Fractal Probability Explorer
Many famous fractals are built by a repeated “keep some parts, remove others” rule.
If you pick a point uniformly from the original region (triangle, segment, square, cube),
a natural probability question is:
What is the chance the point lies in the remaining set after \(n\) iterations?
For these classical constructions, the answer is closely tied to how the fractal scales and how
much measure (length/area/volume) remains each step.
This calculator focuses on that remaining-measure probability and connects it to the
self-similarity dimension.
Measure as probability
Suppose you start with a region \(R\) of finite measure (length in 1D, area in 2D, volume in 3D).
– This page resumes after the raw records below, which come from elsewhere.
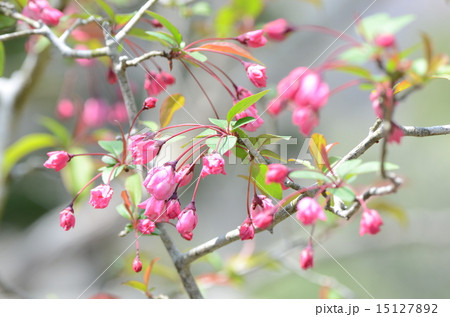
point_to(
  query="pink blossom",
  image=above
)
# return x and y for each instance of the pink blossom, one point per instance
(312, 91)
(252, 39)
(370, 222)
(396, 134)
(306, 119)
(184, 175)
(288, 86)
(95, 112)
(250, 112)
(160, 182)
(213, 164)
(57, 160)
(137, 264)
(262, 211)
(257, 74)
(67, 218)
(65, 109)
(143, 148)
(309, 210)
(150, 102)
(173, 208)
(246, 230)
(118, 112)
(275, 106)
(277, 30)
(41, 10)
(187, 221)
(146, 226)
(385, 40)
(153, 208)
(276, 173)
(307, 258)
(100, 196)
You build an approximation \(F_n \subseteq R\) after \(n\) iterations.
If a point \(X\) is chosen uniformly from \(R\), then:
\[
P(X \in F_n)=\frac{\mu(F_n)}{\mu(R)},
\]
where \(\mu\) is the appropriate measure (length/area/volume).
So “probability of landing in the remaining set” is literally the remaining fraction of measure.
Self-similar scaling and the per-step fraction \(q\)
Many self-similar removal fractals share this pattern:
- Each iteration keeps \(N\) smaller copies of the previous shape.
- Each copy is scaled by a linear factor \(r\) (e.g., \(r=\tfrac12\) or \(r=\tfrac13\)).
- The construction lives in an embedding space \(\mathbb{R}^d\) (so measure scales like \(r^d\)).
Because lengths scale by \(r\), areas scale by \(r^2\), and volumes scale by \(r^3\),
the remaining measure fraction after one step is:
\[
q = N\cdot r^{d}.
\]
If \(0<q<1\), the remaining measure shrinks each iteration, and after \(n\) steps:
\[
P(\text{remaining after }n)=q^{n}.
\]
Classic examples
Sierpinski triangle
Start with an equilateral triangle. Each step divides it into 4 congruent triangles (scale \(r=\tfrac12\))
and removes the middle one, leaving \(N=3\) triangles.
Since \(d=2\) (area):
\[
q = 3\left(\tfrac12\right)^2=\tfrac34,
\qquad
P = \left(\tfrac34\right)^n.
\]
Example: \(n=3\) gives \(P=(3/4)^3=27/64\approx 0.4219\). The removed fraction is \(1-P\approx 0.5781\).
Cantor set
Start with a line segment \([0,1]\). Each step removes the middle third and keeps two segments
of length \(1/3\), so \(N=2\), \(r=\tfrac13\), and \(d=1\):
\[
q = 2\left(\tfrac13\right)=\tfrac23,
\qquad
P = \left(\tfrac23\right)^n.
\]
Sierpinski carpet
Start with a square. Divide into a \(3\times 3\) grid (scale \(r=\tfrac13\)), remove the center square,
leaving \(N=8\) squares in 2D:
\[
q = 8\left(\tfrac13\right)^2=\tfrac89,
\qquad
P = \left(\tfrac89\right)^n.
\]
Menger sponge
Start with a cube. Divide into \(3\times 3\times 3\) (scale \(r=\tfrac13\)) and remove the central cube and the
six face-center cubes, leaving \(N=20\) cubes in 3D:
\[
q = 20\left(\tfrac13\right)^3=\tfrac{20}{27},
\qquad
P = \left(\tfrac{20}{27}\right)^n.
\]
Dimension tie-in: why fractals are “in between”
A standard self-similarity (scaling) dimension for many classical fractals is:
\[
D=\frac{\log N}{\log(1/r)}.
\]
This dimension measures how the number of pieces grows relative to the scaling factor.
For example:
- Sierpinski triangle: \(D=\log 3 / \log 2 \approx 1.585\) (between a curve and a surface).
- Cantor set: \(D=\log 2 / \log 3 \approx 0.631\) (smaller than a line).
- Sierpinski carpet: \(D=\log 8 / \log 3 \approx 1.893\).
- Menger sponge: \(D=\log 20 / \log 3 \approx 2.727\).
Important: \(D\) describes scaling complexity, but the probability in this calculator comes from the
embedding-space measure fraction \(q^n\). In many removal constructions, \(q<1\), so
\(\mu(F_n)\to 0\) as \(n\to\infty\) even though the fractal remains infinitely detailed.
University note: measure zero vs. “still infinite”
It can feel paradoxical that a fractal can have infinitely many points but zero area/volume in the limit.
The resolution is that “number of points” (cardinality) is not the same as measure.
Many fractals are uncountably infinite but still have measure zero.
Chaos game connection (intuition)
For the Sierpinski triangle, the “chaos game” generates points by repeatedly moving halfway toward a random vertex.
The points eventually concentrate on the Sierpinski set, visually reinforcing that the removed region becomes more and more dominant
in measure (since the remaining area fraction is \((3/4)^n\)), while the remaining set stays structured.